L'arrivée des Musulmans est considérée comme une source de liberté pour de nombreuses couches de la société. Durant les rois Wisigoths, le clergé et la noblesse disposaient de nombreux privilèges comme la possession de vastes étendues de terres en partie inexploitées[C 2]. Lorsqu'une ville capitulait pacifiquement comme à Mérida, Beja ou encore Évora, les nobles wisigoths pouvaient conserver leurs terres, si bien que certains documents attestent de la présence de très riches propriétaires terriens wisigoths jusqu'aux XIIe siècle et l'Église elle aussi pouvait conserver ses terres[2]. En revanche si comme à Séville, la ville s'était révoltée à l'arrivée musulmane, les Arabes divisaient les terrains des nobles et les réattribuaient à un grand nombre de personnes comme aux serfs, favorisant ainsi les petites propriétés. Ces derniers, opprimés durant le règne des rois wisigoths, jouissent d'une certaine indépendance dans l'exploitation de ces terres dans la mesure où leurs nouveaux maîtres sont de piètres agriculteurs et donc laissaient leurs subordonnés cultiver comme ils le souhaitaient. Le morcellement des terres ayant appartenu aux nobles Wisigoths a pour conséquence d'améliorer la culture et le rendement des exploitations[C 2]. Quant aux esclaves, il leur était extrêmement facile de recouvrer la liberté puisqu'il leur suffisait de se présenter devant les autorités et de prononcer la profession de foi musulmane, ils étaient immédiatement affranchis selon la loi islamique. Ces nouvelles lois ont pour conséquence la conversion de nombreux serfs et esclaves[D 11],[C 2]. Pour les plus hautes couches de la société, la conversion permet de ne plus payer l'impôt prévu pour les non-musulmans[D 12].

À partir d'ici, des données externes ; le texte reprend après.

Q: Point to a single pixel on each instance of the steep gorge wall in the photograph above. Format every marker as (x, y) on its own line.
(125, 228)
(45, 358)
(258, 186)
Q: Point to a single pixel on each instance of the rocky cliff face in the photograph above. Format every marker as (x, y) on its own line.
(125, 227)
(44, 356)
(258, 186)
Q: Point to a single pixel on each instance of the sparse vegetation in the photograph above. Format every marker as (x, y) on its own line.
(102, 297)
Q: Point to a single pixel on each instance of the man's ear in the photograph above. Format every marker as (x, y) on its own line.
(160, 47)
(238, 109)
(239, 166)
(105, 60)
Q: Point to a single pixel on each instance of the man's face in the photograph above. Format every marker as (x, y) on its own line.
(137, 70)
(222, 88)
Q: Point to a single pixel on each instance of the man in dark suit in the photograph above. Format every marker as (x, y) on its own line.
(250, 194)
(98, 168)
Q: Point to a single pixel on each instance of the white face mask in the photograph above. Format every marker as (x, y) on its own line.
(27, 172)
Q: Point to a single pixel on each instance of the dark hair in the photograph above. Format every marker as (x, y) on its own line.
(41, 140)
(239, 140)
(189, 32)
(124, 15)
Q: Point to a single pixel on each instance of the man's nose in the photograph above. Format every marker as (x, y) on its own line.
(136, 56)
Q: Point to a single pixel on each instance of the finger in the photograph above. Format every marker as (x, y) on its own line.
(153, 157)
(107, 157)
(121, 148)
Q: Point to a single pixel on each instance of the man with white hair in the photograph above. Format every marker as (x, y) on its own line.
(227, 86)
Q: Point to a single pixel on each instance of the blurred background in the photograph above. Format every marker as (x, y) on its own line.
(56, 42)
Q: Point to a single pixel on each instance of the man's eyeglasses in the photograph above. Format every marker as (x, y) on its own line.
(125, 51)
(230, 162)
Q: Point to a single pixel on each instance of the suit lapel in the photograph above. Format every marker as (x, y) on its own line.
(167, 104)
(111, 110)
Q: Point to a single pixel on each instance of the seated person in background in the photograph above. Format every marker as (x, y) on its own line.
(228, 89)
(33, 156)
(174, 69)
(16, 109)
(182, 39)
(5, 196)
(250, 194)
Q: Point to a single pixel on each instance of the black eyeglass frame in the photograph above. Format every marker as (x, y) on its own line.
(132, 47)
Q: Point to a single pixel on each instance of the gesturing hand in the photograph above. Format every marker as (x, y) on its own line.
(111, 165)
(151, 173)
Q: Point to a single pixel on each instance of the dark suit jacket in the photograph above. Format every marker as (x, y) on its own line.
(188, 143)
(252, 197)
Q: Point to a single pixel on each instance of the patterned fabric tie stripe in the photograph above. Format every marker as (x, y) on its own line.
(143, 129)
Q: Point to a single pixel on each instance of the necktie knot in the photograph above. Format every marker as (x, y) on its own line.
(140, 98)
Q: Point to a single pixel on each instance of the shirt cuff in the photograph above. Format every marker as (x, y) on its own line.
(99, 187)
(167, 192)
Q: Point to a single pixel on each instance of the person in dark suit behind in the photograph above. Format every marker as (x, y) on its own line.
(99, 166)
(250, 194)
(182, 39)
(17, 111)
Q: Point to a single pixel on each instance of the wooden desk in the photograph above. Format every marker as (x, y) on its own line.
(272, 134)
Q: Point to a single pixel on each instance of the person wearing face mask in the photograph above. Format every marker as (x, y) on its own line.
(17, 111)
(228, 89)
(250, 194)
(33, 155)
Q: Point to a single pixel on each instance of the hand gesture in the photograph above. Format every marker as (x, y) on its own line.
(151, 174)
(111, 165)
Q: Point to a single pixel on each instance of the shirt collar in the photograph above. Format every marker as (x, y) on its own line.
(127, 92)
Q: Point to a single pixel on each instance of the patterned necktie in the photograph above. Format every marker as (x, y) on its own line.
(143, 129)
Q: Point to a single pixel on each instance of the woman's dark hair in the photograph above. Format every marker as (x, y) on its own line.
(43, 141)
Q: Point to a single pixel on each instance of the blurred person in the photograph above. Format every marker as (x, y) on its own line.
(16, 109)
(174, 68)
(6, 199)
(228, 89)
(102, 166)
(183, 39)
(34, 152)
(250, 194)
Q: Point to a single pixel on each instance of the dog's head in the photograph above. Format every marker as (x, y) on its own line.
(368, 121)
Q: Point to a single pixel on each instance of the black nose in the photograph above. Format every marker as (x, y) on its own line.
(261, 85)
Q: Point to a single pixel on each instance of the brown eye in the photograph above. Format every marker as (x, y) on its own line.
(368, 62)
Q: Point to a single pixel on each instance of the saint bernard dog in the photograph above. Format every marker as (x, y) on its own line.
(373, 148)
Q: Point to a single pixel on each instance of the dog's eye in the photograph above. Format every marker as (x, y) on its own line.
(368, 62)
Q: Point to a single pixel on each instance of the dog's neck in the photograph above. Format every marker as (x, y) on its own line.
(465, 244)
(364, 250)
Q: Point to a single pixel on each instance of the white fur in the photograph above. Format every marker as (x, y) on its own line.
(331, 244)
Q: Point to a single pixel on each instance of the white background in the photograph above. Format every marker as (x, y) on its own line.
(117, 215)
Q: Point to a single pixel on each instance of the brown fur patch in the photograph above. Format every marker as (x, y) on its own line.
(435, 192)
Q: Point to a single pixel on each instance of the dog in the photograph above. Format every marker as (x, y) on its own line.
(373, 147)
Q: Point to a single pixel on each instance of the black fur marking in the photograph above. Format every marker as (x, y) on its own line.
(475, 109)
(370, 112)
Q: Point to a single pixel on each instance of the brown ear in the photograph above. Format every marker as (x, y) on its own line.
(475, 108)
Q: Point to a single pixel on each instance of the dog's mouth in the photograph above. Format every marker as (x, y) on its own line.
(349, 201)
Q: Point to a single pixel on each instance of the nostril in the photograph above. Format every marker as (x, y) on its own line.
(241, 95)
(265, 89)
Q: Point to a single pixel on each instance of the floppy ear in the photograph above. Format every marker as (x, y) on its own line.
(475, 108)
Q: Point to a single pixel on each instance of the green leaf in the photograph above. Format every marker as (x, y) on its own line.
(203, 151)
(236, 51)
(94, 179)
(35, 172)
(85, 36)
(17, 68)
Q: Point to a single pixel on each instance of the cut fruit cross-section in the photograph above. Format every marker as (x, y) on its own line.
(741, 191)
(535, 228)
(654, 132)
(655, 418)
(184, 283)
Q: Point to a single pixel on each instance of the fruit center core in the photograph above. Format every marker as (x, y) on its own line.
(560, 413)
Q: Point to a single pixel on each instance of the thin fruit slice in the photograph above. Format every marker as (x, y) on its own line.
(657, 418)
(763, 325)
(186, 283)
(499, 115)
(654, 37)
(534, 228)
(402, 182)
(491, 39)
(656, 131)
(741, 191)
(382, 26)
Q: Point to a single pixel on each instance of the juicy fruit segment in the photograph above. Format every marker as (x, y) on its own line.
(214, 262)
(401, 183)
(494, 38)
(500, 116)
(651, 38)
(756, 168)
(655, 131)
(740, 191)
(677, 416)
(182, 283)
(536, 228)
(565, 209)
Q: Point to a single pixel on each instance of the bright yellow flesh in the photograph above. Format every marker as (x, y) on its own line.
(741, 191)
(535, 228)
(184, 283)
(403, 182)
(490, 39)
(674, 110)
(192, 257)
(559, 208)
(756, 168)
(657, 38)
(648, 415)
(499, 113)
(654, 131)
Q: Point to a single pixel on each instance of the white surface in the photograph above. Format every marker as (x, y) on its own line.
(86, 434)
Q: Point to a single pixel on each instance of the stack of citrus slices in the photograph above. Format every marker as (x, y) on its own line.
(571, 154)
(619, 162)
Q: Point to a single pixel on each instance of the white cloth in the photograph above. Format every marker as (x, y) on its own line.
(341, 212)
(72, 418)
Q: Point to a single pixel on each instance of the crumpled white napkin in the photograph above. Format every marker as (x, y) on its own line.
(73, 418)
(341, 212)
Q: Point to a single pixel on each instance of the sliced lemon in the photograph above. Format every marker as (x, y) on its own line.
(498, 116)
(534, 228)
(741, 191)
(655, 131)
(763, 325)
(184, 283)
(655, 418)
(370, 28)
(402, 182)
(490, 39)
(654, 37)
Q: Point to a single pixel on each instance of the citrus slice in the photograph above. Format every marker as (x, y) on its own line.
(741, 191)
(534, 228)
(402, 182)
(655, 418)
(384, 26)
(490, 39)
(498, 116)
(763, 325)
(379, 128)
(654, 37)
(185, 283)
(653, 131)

L'arrivée des Musulmans apporte aussi son lot de difficultés et de maux. Bien que le culte chrétien soit libre, l'Église est sous l'autorité musulmane et juive qui préside les réunions. Les sultans nomment les évêques et les traités signés entre Musulmans et Chrétiens s'estompent au fil des décennies. En 784, soit près de soixante-dix ans après l'arrivée des Musulmans dans la péninsule, Abd al-Rahman Ier impose aux Chrétiens la vente de la moitié de la cathédrale de Cordoue pour cent mille dinars, il viole aussi le traité qu'avaient signé ses prédécesseurs en confisquant les terres d'Ardabast, descendant de Wittiza, uniquement parce qu’il trouve qu'un Chrétien ne peut avoir de terres aussi vastes[D 13]. Enfin, afin d'accélérer le processus de conversion, les impôts que doivent payer les non-musulmans augmentent[D 14].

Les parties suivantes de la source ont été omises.